I see your point, but depends how you frame it. Imagine the car would pre-load maps every morning based on some learned routine - the car knows you drive very day to work, so it will update the maps for just that. Now, if that updating wears out the storage, or simply there is a bad data in the maps causing the car computer to crash (actually happened with Tesla once), do you consider that car breaking down, or is that Tesla "removing and replacing components without your permission"? You might say "I want an option to reject map loading", ok, but then Tesla will not engage AP because the computer sees an HD map out of date, and possibly no map will even display since you said they can't load it from the internet and the car didn't come with any maps, and doesn't have sufficient storage to store entire USA map.
A simpler example would be a car automatically rebooting every night to clear memory leak issues and such. Now what if one of those reboots killed the car (boot sector is corrupt)?

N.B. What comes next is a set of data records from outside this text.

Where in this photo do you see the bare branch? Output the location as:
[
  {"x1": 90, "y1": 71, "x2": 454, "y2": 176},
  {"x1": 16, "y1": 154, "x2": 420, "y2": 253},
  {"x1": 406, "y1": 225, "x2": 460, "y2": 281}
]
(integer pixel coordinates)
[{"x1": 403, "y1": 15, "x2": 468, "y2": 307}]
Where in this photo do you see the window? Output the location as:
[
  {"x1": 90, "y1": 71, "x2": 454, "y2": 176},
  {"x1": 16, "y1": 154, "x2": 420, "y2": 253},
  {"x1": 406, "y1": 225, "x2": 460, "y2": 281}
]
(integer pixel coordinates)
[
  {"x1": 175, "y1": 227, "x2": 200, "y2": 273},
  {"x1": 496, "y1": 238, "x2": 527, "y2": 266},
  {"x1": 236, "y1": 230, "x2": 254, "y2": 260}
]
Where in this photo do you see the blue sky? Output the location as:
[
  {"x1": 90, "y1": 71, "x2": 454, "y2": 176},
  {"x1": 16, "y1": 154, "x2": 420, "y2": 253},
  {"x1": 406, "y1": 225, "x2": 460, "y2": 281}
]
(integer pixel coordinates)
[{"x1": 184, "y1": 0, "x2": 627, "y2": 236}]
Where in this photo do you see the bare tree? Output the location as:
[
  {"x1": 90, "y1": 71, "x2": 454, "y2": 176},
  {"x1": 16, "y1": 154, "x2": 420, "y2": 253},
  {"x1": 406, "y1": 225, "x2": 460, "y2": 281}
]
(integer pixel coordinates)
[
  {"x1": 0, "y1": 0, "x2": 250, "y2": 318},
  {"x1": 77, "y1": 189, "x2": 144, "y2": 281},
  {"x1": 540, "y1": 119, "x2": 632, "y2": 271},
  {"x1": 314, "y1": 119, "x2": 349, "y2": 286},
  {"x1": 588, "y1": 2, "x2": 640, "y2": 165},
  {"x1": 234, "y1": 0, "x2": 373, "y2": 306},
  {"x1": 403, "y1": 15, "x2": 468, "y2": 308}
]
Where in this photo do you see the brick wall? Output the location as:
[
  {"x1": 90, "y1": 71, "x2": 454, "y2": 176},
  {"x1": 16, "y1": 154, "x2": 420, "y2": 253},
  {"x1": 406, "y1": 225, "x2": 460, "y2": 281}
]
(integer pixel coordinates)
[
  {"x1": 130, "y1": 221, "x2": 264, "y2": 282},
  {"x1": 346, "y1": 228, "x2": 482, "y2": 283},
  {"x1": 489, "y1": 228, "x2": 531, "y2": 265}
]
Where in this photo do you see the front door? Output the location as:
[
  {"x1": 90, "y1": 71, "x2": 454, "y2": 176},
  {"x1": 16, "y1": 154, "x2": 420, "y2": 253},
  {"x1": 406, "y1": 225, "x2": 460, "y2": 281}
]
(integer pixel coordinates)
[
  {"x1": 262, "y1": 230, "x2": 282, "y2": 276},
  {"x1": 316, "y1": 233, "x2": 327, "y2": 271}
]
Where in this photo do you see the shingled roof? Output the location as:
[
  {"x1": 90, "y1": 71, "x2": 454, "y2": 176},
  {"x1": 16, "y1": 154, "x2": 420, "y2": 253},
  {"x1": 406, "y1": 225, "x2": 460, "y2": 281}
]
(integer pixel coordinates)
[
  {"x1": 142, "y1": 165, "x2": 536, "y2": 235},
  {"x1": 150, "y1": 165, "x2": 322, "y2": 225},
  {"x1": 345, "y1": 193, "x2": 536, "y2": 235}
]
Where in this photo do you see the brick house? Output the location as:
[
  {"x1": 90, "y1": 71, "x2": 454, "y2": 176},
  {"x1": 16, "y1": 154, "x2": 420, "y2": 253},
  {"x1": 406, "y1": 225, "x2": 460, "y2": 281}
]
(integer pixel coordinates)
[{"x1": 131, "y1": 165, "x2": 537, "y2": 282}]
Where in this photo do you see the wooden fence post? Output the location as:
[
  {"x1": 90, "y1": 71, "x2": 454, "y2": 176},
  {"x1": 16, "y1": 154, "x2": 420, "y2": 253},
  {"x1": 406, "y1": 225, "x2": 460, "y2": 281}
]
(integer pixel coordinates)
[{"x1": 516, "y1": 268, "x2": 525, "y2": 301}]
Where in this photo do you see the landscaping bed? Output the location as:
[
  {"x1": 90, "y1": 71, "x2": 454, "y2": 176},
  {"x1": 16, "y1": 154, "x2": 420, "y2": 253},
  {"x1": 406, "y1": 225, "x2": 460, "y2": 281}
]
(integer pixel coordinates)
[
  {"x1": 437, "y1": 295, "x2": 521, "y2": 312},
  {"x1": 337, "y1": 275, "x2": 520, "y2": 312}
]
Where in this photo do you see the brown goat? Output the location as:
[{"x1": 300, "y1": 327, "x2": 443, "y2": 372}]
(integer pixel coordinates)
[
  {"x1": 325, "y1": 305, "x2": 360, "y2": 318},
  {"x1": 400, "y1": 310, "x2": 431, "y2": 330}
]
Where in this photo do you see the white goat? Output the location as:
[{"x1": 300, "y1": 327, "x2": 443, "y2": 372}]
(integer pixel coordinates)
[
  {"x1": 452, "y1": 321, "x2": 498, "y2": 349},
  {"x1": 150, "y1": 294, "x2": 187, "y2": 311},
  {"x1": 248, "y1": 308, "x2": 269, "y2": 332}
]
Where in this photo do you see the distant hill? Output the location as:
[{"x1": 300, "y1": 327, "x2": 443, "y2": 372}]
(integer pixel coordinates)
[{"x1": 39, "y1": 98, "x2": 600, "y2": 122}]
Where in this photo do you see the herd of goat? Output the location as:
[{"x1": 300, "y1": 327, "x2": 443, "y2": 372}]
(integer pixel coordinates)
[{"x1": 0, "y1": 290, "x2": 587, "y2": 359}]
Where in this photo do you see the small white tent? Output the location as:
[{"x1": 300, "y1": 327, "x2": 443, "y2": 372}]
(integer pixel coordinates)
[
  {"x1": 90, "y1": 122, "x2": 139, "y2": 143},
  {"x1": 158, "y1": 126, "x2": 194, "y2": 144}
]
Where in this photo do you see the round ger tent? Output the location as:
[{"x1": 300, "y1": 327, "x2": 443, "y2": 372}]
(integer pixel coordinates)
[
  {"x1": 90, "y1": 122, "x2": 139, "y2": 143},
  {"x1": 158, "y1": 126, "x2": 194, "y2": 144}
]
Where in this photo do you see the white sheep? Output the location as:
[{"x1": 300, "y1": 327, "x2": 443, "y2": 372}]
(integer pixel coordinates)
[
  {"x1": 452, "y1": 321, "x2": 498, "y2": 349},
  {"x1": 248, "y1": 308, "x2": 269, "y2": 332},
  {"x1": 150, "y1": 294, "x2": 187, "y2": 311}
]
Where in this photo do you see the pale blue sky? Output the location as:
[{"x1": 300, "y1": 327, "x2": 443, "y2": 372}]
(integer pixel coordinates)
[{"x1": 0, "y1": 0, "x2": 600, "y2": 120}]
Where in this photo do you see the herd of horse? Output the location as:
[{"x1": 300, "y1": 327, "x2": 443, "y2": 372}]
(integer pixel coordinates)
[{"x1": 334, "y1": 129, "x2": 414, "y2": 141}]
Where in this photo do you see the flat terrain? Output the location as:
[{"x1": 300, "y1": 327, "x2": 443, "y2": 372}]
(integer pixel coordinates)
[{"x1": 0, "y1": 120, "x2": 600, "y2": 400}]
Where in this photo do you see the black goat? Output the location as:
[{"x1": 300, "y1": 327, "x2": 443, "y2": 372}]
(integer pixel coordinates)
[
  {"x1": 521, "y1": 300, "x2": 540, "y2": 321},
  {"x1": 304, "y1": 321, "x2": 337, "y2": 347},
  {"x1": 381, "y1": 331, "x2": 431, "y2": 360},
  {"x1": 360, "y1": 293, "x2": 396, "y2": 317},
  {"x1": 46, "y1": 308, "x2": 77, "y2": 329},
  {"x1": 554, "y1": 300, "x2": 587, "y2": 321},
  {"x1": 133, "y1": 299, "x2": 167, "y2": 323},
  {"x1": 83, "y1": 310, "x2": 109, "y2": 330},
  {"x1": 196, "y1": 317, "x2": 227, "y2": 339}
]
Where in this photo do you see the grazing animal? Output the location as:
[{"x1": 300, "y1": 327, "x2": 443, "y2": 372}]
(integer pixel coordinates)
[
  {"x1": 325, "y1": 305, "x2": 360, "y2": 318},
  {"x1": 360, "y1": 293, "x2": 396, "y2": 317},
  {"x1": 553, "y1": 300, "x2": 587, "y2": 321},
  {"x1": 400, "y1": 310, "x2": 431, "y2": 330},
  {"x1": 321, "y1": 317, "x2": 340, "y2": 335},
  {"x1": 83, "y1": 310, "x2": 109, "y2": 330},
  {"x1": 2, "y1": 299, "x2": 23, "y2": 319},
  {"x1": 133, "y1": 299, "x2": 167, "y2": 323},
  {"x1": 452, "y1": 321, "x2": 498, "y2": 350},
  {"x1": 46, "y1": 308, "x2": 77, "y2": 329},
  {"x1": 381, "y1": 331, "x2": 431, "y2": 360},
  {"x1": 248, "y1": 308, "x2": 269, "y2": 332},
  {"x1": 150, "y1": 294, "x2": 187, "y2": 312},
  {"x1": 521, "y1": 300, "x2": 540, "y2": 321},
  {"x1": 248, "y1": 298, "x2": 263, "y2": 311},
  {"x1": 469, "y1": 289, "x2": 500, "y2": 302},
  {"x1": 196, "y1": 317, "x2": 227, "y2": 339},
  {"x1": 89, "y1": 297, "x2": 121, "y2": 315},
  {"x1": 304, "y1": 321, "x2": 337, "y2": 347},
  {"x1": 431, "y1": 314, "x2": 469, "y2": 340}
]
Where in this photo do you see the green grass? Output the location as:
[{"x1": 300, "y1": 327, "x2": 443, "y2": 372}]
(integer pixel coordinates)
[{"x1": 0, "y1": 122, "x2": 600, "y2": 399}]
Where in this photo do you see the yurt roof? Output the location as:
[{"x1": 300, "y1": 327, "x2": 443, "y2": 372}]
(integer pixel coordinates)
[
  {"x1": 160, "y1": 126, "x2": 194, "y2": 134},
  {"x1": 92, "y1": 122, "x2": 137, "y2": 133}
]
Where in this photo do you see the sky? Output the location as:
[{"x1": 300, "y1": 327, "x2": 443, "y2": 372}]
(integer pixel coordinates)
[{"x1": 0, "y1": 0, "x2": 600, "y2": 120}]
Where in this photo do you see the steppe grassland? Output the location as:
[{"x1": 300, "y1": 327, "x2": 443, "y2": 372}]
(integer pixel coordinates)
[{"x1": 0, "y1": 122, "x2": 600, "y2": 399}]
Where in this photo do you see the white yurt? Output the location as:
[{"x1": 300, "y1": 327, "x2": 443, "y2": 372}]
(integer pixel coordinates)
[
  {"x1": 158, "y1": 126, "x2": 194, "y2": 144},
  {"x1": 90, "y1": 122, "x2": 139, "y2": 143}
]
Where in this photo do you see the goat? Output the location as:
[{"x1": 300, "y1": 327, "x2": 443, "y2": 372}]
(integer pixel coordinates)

You could argue you could have driven it for few more days before you manually rebooted the car, so the car would break on your schedule instead of overnight, but still, it's just the car breaking down.
So, if you consider auto-update as part of normal operation, i.e. you purchased a dynamic system, then an update disabling the car is just a car malfunctioning.
All this said, I personally don't want this kind of dynamic product, unless all of these are met:
- the updates are in the background, really fast (2 minutes max), or scheduled by me
- the updates don't change the car functionality - so bug fixes, safety and security only
- updates are thoroughly tested
Maybe it's just me, only time will tell if this Tesla model of selling unfinished product and delivering over time will be preferred by people over the traditional model of finishing the design and test of a product before selling it.